De repente, o meu rouxinol meloso transformou-se pterodáctilo brutal: «Sílvia?!? Sílvia?!? Quem julgas que sou, meu sacana, quem julgas que sou?!?» Afastei-me logo do bicho e fingindo um conhecimento que não possuía, sem fazer pevide de como realmente se chamava, gritei, suplicante: «Desculpa, querida, desculpa, enganei-me, enganei-me!» Ela, furibunda, aplicou-me uma sonora bofetada que por pouco não me trilhava os dentes na boca, saiu do quarto possessa, bateu com a porta da rua e desapareceu a duzentos à hora, sem ao menos me dar tempo para lhe cravar o número de telefone.
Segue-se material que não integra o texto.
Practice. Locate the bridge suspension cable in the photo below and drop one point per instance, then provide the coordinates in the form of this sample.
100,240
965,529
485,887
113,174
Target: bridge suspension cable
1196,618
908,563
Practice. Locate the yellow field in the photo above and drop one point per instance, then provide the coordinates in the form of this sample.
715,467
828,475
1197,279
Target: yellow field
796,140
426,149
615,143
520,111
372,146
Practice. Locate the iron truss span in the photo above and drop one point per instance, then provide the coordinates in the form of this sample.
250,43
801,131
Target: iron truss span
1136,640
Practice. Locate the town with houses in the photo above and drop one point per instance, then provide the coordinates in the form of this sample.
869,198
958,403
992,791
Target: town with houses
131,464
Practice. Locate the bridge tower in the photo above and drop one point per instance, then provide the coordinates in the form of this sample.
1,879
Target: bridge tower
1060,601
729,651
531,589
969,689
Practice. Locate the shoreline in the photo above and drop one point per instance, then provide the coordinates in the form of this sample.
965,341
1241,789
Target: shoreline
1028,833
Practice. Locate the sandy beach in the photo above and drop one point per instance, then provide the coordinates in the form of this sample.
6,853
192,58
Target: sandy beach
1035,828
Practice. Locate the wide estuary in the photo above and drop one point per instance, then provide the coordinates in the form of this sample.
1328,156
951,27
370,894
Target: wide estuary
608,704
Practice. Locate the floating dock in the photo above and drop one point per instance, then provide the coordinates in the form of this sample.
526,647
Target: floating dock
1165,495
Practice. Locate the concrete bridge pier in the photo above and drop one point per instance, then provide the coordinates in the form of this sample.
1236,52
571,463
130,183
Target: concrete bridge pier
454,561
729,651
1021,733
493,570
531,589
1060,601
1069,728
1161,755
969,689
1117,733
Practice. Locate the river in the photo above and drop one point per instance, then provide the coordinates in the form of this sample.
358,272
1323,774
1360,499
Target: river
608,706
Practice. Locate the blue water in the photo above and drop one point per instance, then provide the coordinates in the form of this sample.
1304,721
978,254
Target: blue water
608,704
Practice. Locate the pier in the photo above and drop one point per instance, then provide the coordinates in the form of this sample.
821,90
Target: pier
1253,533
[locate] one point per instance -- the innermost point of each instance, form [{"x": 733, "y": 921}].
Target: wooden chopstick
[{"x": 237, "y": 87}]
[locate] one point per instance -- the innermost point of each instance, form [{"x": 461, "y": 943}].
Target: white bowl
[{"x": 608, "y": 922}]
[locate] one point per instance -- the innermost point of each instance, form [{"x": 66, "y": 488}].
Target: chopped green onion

Apalpei o rosto e não senti sangue, apenas uma espécie de queimadura no lábio superior, espreguicei-me e pus-me a fazer o inventário da coisa. Fora beber caipirinhas na noite anterior. Tinha conhecido aquela gaja num bar qualquer e levara-a para a cama. Dissera-lhe «nunca conheci ninguém como tu», mas depois do sexo (ouch!) e dormíramos abraçados. Pois, tinha sido mesmo isso. Quem quer que a tipa fosse. Depois lembrava-me de dois falcões à procura duma outra gaja. Pois, era isso mesmo, essa outra gaja é que se chamava Sílvia. Sílvia quê?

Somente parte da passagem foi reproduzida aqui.